We noticed that the aggregated Sobol indices are not provided in the interface. It could useful to have it. The question is how to implement it :
- add the aggregated output in the list of all output
- add another tab only visible when several outputs are defined and only dedicated to the aggregated indices.
What do you think ?
It is very useful to get the aggregated Sobol indices when we have mutltioutput model, I think the second choice for the implementation is better.
If the function G has only one single output, the aggregated Sobol’ indices are equal to the classical Sobol’ indices, is this true? I suppose that this is the main motivation for not showing these aggregated indices when there is only one output, because the information they provide duplicates what is already presented in the GUI.
In the context of the validation of a multivariate function G, is there an “aggregated Q2” predictivity coefficient" defined in the bibliography? I ask this question because the current GUI provides a separate Q2 for each marginal output, not an aggregated one.
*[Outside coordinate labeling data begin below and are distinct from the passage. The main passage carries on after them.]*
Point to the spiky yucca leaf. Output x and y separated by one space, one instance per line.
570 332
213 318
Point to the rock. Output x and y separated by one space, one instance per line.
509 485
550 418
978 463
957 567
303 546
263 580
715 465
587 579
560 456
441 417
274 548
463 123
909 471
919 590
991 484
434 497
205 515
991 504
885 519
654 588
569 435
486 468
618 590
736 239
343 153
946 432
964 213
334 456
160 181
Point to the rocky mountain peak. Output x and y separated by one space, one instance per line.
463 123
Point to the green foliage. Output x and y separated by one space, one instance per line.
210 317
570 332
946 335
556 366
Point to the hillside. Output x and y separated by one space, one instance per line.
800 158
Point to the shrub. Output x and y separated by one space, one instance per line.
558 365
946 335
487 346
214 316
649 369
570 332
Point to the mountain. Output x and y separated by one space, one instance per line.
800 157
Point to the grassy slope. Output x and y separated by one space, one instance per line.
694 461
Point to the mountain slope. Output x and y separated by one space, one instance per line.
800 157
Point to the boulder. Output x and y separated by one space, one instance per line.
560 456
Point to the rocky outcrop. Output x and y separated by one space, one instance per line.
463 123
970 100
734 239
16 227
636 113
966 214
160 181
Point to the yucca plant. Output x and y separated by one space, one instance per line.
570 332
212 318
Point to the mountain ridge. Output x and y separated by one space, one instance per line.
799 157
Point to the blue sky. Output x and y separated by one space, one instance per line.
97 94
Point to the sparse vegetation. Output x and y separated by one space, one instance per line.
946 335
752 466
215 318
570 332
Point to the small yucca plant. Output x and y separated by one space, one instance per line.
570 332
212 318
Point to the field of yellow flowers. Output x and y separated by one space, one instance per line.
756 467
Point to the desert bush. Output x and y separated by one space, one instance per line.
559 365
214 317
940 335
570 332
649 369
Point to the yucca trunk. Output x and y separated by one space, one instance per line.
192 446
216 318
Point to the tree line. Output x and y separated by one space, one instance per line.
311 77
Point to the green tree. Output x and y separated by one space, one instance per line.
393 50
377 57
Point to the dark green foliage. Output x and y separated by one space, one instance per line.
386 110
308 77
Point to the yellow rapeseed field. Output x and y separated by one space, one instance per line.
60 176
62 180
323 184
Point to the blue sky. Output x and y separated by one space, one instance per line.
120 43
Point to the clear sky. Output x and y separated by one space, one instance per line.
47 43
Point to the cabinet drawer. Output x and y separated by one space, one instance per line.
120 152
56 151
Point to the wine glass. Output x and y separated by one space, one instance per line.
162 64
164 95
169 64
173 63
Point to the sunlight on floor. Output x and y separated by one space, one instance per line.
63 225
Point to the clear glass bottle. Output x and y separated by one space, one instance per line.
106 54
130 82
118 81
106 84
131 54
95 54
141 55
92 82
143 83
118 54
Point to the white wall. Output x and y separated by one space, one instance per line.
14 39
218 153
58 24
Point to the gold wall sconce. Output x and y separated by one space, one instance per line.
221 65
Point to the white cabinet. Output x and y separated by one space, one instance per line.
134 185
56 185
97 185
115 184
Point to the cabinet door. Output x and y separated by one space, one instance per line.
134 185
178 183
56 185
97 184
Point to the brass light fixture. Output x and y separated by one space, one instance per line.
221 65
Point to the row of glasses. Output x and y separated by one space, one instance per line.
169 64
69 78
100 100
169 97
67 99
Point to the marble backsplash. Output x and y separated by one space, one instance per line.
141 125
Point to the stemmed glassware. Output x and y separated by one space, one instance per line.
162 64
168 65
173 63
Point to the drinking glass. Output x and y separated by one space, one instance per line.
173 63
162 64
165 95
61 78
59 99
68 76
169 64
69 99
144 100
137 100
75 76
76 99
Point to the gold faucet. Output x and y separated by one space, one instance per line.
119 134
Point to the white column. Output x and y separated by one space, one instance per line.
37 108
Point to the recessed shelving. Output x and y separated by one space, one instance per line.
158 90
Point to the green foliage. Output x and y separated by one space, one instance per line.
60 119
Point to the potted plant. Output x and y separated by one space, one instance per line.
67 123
This would greatly simplify the comparison between different metamodels.
For your 1st question, yes the aggregated Sobol indices are equal to the classical ones, if there is only 1 output. The aggregated indices are also interesting in the case the output is a field, we might want to know globally the influence as well as along the mesh axis. This could be a functionality to add to Persalys.
For the aggregated Q2, I did not read anything like this in the bibliography but I assume we can do the sum of the residuals for all outputs. However I still prefer having a Q2 per output in order to choose the best metamodel for each output.
If the multi-output function is a field, adding the residuals might make sense. If the multi-output function has output which have varying order magnitudes (e.g. a Young modulus and a strain), this might not perform accurately. Would an averaged-Q2 (i.e. the sum of Q2 for all outputs divided by the number of outputs) do the trick in a manner that is statistically consistent?
I agree that for output with different order of magnitude, it might not perform well, especially as if the output variance is different. I tried to find some papers on it and I finally arrived in the scikit-learn documentation where they returns either all Q2, or the mean or the weighted mean (using the variance) of all Q2.